# Spawn time?



## BBO Ohio (May 7, 2012)

Just wondering what everyones thinking. It's been tough catfishing the last week or so


Outdoor Hub mobile, the outdoor information engine


----------



## ducky152000 (Jul 20, 2005)

The male channels are very agressive and swelling up and turning blue so it is very close for them, we cant keep them off our Flathead baits, right now is prime time for them, you should have no trouble catching them, I would say in another week or two they will be on spawn as for Flathead, we have a good while proply first week of July, I don't no why you are having trouble..


----------



## BBO Ohio (May 7, 2012)

Of all places deer creek has been slow for everyone I talked to. I caught baby guy this week in crawler. Other than that notta


Outdoor Hub mobile, the outdoor information engine


----------



## katfish (Apr 7, 2004)

As Ducky said the forktails are agressive here. We were in danger of running out of flathead baits. A four pound channel ate a bluegill big enough to fillet.

The difference may be the water temperature. We fished shallow water in a lake that warms earliest. Wherever you fish you can expect the channel cats to spawn a week after the carp spawn. You will hear carp beating themsevelves against the bank at night to lossen the eggs when they spawn.

I don't want to offend anyone but just because you don't catch fish doesn't mean they are spawning That would mean flathead spawn all year for me!


----------



## BBO Ohio (May 7, 2012)

^^^^^^^^ it could be. Lol 


Outdoor Hub mobile, the outdoor information engine


----------



## catfishhunterjames (Mar 29, 2010)

All the cat me and my friend has caught has huge belly. Hope to catch some more today but worried about having bait cause we can't find any shad, but we caught some gills yesterday but will get up today and hope there biting like they was yesterday. I will post pictures if we catch any I think we will start fishing around 2 or so.


----------



## TomC (Aug 14, 2007)

At indian lake thursday, the males and females were agressive. The males were starting to turn colors and the females were full. Sould be anytime in the next week or so.


----------



## pendog66 (Mar 23, 2005)

yup


----------



## rustyfish (Apr 27, 2004)

This channel looked more blue in person and had a huge overbite, you can see how swollen his face is.
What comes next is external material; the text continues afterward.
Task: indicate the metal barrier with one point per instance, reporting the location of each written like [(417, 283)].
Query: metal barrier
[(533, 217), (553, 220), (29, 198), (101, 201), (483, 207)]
Where I'm from they call that a 20 lb blue cat lol.








Outdoor Hub mobile, the outdoor information engine


----------



## yogi (Apr 27, 2010)

Yea they been a blueish color for a week around here and hitting on corn while fishing for carp i mean at least there a different color then usall first 2 pics yesterday 3rd 4 th and 5 th from 3 weeks ago


Fish long and Hard


----------



## katfish (Apr 7, 2004)

> Where I'm from they call that a 20 lb blue cat


There is a lot of that going round


----------



## BigFishAddict (Feb 25, 2012)

I dont do much river catfishing so I was just wondering if it is easier or tougher to catch cats during the spawn?


----------



## yogi (Apr 27, 2010)

In my opion it is eaiser thats just my two cents but also i do more river fishing than lake fishing for cats its eaiser for me to find the bigger channel 


Fish long and Hard


----------



## fishdealer04 (Aug 27, 2006)

BigFishAddict said:


> I dont do much river catfishing so I was just wondering if it is easier or tougher to catch cats during the spawn?


I think its easier to catch channel cats during the spawn they seem to be much more aggressive. Big blues on the other hand are much much much harder to catch during the spawn IMO. They pretty much shut down and wont bite. Post spawn though they are nice and aggressive. I only fish for flatheads pre spawn and then later in the fall so not sure how they bite is for them during the spawn.


----------



## grandpa sleepy (Feb 19, 2011)

I was fishing Deer Creek last sunday. We caught 2 fulls stringers full in the old channel behind pancoastburg. We through back about a dozen under 18 inchs. We went to 207 area after this and got 1. I would like to say that they are spawning because bellys were not as swollen as in the past week


----------